On that note, I'm going to make my grandmother something else, something beautiful, and something I'm 99% sure I won't quit on in the next few days. When that project is complete, I'll know this was just a phase and a challenge I was not yet ready to master. Obsessing over the mistakes you make only discourages you from seeing the things you are (or can) do right and do well.
Move on, be free, and smile! <3
Q.
Monday, February 21, 2011
Thursday, February 17, 2011
My Initiation Into Blogging
Welcome everyone! Welcome grandiose cosmos of the web and all the purveyors of random blogs. I welcome you to the mad ramblings of a woman who wants to put her mark on the world. Granted, we all want to put our mark on the world, right? Why else do we go out and get a job, look for a relationship, maybe have kids, maybe not, get a pet- just to make an indelible mark on the world around us. To know we matter, and have made a difference somewhere, a ripple in the pond of life. If we're lucky maybe that ripple extends out towards the nearest waterway and somehow makes it to the ocean. Wouldn't that be great if my little blog here somehow made an impact, got enough followers and made a mark on the ocean of people out there who want to read something funny, inspiring, thought-provoking and maybe something that makes a difference in the health and well being of their lives?
How do I plan on doing that? Well, for one I am a woman on a mission. Not just any mission, and no not those spiritual missions most people make blogs about. Though hey, if I can get a little spiritual enlightenment from you, my readers, I'm all for it. My mission is to get everything in my head out of it, and out into the world so that I can make more room for learning. Learning what you ask? Anything! As a very dear mentor in my life says:"I'm a permanent student, always learning, because when you stop learning you die."
Things you might read about here are truly all over the map. I know that "The Dichotomy of Me" really lends to a thought of only 2 sides of me and my personality, but if there was such a word as Trichotomy or Multi-chotomy I would have used that instead. Who knows, people coin new phrases and words all the time, maybe I'll make Multi-chotomy mine. As my little "about me" states, I'm a married woman, a Certified Neuromuscular Therapist, a reader, a knitter, a lover of all things nature and animals. I'm a woman who was a part of the import tuner scene for many years, and while I may not be heavily into that now, I will always have a modified car. ;) I'm a risk-taker. I like to defy the odds and I like to feel the adrenaline coursing through my veins. I'm also what some people would call a granola eating, tree hugging, save the whales naturist. I want people to recycle, reduce and reuse. I would love it if people made more things than bought them from a big box store, and more than anything I just want to connect with people. If you can relate to anything I write here, then I've done my job.

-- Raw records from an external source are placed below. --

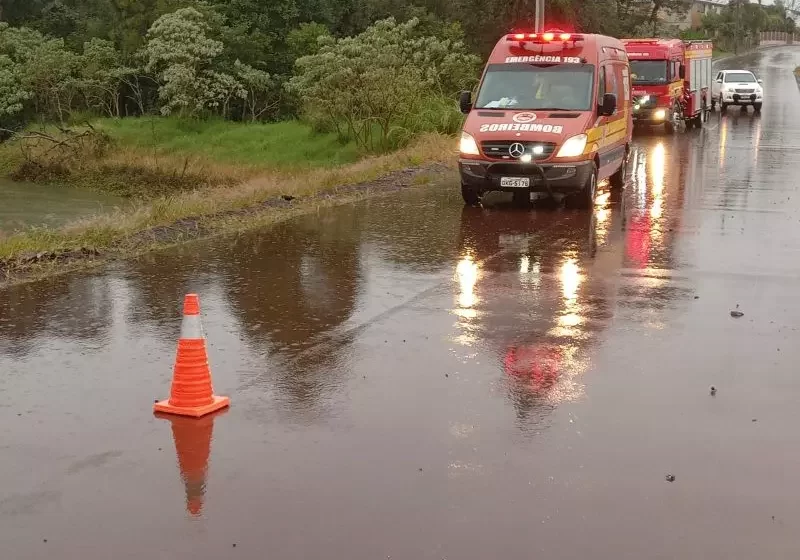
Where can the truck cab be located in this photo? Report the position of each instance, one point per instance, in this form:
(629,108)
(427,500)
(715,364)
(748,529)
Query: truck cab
(671,81)
(552,114)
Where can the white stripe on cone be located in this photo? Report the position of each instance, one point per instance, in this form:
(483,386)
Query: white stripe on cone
(192,327)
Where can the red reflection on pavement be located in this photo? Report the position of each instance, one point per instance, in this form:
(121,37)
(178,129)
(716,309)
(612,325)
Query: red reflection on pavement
(537,366)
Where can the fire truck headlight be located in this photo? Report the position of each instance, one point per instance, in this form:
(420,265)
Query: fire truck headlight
(468,146)
(574,146)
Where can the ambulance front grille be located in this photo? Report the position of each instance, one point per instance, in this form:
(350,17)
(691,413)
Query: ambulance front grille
(500,149)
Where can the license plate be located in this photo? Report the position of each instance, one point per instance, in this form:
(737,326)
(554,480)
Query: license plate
(515,182)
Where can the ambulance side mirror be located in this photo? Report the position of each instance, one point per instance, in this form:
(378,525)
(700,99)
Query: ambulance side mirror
(465,102)
(609,105)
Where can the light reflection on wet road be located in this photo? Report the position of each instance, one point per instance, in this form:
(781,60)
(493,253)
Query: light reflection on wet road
(413,379)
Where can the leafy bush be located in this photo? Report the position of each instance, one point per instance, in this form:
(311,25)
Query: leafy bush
(374,87)
(181,53)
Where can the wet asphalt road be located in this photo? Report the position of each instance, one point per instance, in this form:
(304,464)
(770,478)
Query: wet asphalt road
(415,380)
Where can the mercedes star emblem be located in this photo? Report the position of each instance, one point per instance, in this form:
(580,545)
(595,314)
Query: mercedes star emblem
(516,149)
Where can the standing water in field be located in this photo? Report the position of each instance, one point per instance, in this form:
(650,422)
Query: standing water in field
(24,205)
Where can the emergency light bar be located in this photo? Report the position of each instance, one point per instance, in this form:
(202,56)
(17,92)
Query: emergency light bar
(546,37)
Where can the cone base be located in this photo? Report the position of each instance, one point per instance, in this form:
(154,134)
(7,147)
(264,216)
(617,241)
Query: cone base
(194,411)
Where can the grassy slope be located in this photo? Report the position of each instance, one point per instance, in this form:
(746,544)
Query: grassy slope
(287,145)
(116,232)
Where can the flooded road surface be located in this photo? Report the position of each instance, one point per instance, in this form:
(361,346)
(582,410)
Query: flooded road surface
(414,380)
(27,204)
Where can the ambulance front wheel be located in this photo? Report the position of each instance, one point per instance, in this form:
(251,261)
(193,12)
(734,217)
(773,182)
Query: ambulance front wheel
(472,197)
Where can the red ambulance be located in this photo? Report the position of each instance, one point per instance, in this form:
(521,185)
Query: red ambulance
(671,81)
(552,114)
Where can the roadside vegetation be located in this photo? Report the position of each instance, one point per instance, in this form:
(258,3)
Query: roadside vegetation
(197,110)
(738,25)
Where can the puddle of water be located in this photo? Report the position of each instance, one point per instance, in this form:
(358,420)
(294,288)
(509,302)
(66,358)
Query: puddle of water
(31,205)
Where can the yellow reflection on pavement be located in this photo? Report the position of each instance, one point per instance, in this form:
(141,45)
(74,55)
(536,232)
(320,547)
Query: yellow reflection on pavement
(467,275)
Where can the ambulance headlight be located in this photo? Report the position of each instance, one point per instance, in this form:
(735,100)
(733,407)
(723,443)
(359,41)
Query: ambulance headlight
(468,145)
(574,146)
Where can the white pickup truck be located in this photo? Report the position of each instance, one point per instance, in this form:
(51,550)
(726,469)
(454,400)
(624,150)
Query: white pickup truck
(737,87)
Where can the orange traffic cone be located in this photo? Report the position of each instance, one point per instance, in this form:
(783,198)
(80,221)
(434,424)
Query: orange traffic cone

I hope you laugh, smile, and come away knowing something you didn't know after visiting this page. I plan to post things about my knitted masterpieces (hey a girl can dream), the work I do as a neuromuscular therapist and how that can help and benefit your life, the little things that irritate me, the ponderous things that make me wonder on the vastness and yet relatively small universe we live in.
Cheers, and welcome to my life, my thoughts and hopefully my new friends: YOU!